Prenuptial agreements should work as long as the safety nets are in place to protect the vulnerable and by this I would refer to couples who subsequently have children or the weaker partner in financial terms. Safety nets would require full disclosure of both parties position, the regular review of the document, the need for independent legal advice and sufficient time in advance of the wedding for consideration to be given.  All of these points are included within the Executive Summary provided by the Commission.

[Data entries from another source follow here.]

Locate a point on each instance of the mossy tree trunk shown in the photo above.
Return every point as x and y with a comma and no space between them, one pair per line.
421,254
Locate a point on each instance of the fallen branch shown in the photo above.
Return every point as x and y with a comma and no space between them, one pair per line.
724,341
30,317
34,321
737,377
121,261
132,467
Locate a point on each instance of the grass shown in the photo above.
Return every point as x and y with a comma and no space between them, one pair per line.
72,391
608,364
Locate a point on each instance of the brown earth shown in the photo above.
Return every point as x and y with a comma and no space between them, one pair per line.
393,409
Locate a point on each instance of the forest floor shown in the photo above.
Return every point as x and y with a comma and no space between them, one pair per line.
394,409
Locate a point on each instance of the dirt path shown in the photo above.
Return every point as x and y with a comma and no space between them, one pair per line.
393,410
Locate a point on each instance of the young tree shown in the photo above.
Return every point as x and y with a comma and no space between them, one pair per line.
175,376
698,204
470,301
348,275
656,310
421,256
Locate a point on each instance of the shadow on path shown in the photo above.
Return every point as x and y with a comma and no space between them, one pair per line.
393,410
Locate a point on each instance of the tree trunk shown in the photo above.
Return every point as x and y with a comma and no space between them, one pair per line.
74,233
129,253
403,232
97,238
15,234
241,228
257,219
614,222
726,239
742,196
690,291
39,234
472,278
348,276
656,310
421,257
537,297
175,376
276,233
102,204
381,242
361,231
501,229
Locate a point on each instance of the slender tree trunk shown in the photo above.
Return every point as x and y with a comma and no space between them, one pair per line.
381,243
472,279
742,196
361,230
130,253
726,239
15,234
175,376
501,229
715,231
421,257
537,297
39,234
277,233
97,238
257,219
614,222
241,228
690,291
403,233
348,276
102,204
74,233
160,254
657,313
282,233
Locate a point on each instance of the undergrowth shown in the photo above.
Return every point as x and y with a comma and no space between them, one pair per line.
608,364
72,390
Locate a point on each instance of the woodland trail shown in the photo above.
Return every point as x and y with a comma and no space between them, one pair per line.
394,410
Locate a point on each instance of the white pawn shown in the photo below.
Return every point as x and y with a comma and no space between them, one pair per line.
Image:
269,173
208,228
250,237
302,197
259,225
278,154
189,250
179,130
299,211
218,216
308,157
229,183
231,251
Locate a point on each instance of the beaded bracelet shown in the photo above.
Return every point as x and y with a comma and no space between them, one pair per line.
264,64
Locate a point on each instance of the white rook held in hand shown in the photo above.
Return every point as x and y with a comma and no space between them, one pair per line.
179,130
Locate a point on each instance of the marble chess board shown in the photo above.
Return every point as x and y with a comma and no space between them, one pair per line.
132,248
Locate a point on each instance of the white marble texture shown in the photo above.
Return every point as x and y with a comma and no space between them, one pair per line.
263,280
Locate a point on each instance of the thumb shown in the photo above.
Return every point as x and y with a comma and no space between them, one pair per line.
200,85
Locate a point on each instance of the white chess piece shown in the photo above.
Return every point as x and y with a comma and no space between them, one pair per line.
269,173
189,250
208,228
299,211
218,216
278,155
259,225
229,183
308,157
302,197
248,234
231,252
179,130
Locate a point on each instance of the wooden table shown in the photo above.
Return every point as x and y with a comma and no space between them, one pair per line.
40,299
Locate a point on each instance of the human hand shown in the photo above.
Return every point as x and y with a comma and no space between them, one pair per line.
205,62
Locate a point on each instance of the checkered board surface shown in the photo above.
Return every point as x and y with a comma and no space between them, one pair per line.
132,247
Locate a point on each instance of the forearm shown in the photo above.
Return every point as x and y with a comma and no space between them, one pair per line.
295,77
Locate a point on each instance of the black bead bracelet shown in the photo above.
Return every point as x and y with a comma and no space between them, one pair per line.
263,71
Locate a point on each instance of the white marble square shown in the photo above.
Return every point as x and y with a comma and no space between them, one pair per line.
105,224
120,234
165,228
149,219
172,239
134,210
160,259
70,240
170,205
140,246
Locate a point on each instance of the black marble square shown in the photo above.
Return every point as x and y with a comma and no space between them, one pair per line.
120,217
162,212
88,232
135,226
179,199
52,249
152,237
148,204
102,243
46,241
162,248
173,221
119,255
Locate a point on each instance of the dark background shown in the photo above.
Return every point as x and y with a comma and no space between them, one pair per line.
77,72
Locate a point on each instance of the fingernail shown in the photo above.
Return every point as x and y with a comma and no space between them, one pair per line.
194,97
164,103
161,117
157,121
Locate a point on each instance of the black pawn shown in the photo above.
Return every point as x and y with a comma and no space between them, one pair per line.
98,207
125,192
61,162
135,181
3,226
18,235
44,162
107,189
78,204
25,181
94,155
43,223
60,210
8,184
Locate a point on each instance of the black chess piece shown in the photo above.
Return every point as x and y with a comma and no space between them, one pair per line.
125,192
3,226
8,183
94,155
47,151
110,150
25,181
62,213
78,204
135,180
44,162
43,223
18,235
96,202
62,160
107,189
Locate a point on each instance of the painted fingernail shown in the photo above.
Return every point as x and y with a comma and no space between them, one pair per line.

But in my view at the beginning of the relationship, neither party is expecting to receive anything from the other and upon formalising that relationship couples should be encouraged to consider protecting themselves. They are more likely to agree matters in advance of a wedding than after when a wide range of emotions may be present particularly in view of how the marriage has broken down.

So that brings me onto divorce insurance, it is available in some states in the USA and also on the continent. You can insure against most things these days so why not divorce? No doubt insurance institutions are looking at this market given that currently more than 100,000 marriages end each year in divorce but how to quantify the premiums and benefits is clearly an interesting point.

Could there be a requirement for a prenup? Does the insurance have to be repaid upon a reconciliation, are you insuring against the lawyers fees or settlement amount or cost of rebuilding a life following a divorce? Would both parties have large one-off premiums or would you pay monthly by direct debit? I am sure it will not be long until it is available but whether the costs would be prohibitive and beyond many pockets remains a question.    

The UK press has numerous articles at this time of year about Family law issues some of them regarding the so-called “D-day” where D stands for divorce being typically the first day back in the office following the New Year break as couples rush to take advice following separations and arguments over Christmas and New Year.

According to the Family Mediation Helpline 1.8m couples contemplate divorce over the Christmas period and Relate report a massive surge in calls during the festive season. Clearly no qualifications are necessary explain the numerous pressures that family’s experience during this time.  Couples have to cope with the financial pressures and practical  arrangements such as which family to see and when. They also have to deal with the biggest hurdle of having to spend extended time together as a family. This can be a significant change of routine for both parties and as such can lead to a breakdown in communication and ultimately separations.

The Festive time is also a time when many couples become engaged and so whilst the negativity of the New Year press reports paint a picture of doom and gloom it is the start of many couples planning for the future together and hopefully they will not be put off.  Many couples still consider that marriage is important and with a Royal wedding in April highlighting this point perhaps my recommendations for all couples to take advice upon a prenup continues this negativity but then as a lawyer would you expect anything else?